Les Mahler ont alors deux fils (Isidore et Gustav), mais il leur viendra encore douze enfants jusqu'en 1879 : en tout, trois filles et onze garçons, dont sept sont morts à moins de deux ans. Les survivants, outre Gustav, seront : Ernst (1861-1874), Léopoldine (1863-1889), Louis ou Alois (1867-192 ?), Justine (1868-1938), Otto (1873-1895), Emma (1875-1933).

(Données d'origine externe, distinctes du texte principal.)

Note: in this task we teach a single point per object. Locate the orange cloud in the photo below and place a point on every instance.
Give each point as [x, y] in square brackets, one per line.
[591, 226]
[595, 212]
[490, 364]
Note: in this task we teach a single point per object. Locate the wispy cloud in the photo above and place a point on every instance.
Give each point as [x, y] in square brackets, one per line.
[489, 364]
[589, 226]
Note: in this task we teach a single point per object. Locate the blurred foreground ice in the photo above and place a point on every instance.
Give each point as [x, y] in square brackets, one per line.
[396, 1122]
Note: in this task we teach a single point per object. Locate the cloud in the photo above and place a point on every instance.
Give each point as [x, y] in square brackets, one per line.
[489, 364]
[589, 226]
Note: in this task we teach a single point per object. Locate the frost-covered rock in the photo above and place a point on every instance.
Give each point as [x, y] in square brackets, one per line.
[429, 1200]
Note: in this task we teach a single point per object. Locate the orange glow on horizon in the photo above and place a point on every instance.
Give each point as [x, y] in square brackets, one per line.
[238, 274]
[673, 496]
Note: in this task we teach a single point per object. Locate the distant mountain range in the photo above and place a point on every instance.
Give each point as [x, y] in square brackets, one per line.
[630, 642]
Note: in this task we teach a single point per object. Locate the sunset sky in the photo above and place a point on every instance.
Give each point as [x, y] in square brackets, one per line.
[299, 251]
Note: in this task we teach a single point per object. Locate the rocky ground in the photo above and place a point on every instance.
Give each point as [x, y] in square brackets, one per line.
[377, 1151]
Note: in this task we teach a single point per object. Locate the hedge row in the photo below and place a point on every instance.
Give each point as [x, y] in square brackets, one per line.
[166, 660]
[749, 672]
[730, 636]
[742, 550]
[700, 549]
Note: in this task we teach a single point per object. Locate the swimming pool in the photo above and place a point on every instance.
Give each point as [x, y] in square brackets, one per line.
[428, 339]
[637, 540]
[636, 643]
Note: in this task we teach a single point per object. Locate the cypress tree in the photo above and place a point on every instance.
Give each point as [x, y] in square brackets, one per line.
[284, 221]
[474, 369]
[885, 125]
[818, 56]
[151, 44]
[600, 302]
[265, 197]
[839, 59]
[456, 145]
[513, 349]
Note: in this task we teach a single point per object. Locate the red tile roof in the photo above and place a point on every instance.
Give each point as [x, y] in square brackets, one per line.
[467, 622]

À la découverte du monde et de soi-même
La première maison que Bernhard Mahler loue en arrivant est de dimensions relativement modestes, mais la seconde qu'il achètera en 1872, au no 264 de la Pirnitzergasse, est une demeure spacieuse et confortable : c'est là que Gustav, qui va révéler très rapidement ses dons musicaux, passera toute son enfance, tandis que prospérera le café-distillerie paternel. La situation géographique originale d'Iglau, ville industrielle et marché, de langue allemande, mais entourée de villages tchèques, explique que le jeune Mahler ait vite entendu et retenu nombre de contes, berceuses, chants et rondes populaires issus des deux cultures, telle l'histoire intitulée Das klagende Lied que lui raconte la nourrice de Theodor Fischer, son voisin, et sur laquelle il fondera plus tard sa première œuvre importante. Ces « impressions de jeunesse », selon l'expression de Richard Specht, son premier biographe, sont également le fait des Böhmische Musikanten, des groupes de musiciens itinérants, mais aussi des danses populaires entendues lors des mariages, des sonneries et musiques militaires de la caserne toute proche, et des ensembles de vents qui se produisent, tant lors des fêtes de réjouissance que pour les enterrements. Ce sont toutes ces musiques, graves et légères, nostalgiques et militaires, qui resurgiront de l'inconscient et se retrouveront dans les premiers lieder – influencés par le folklore bohème – et les symphonies et lieder de la maturité.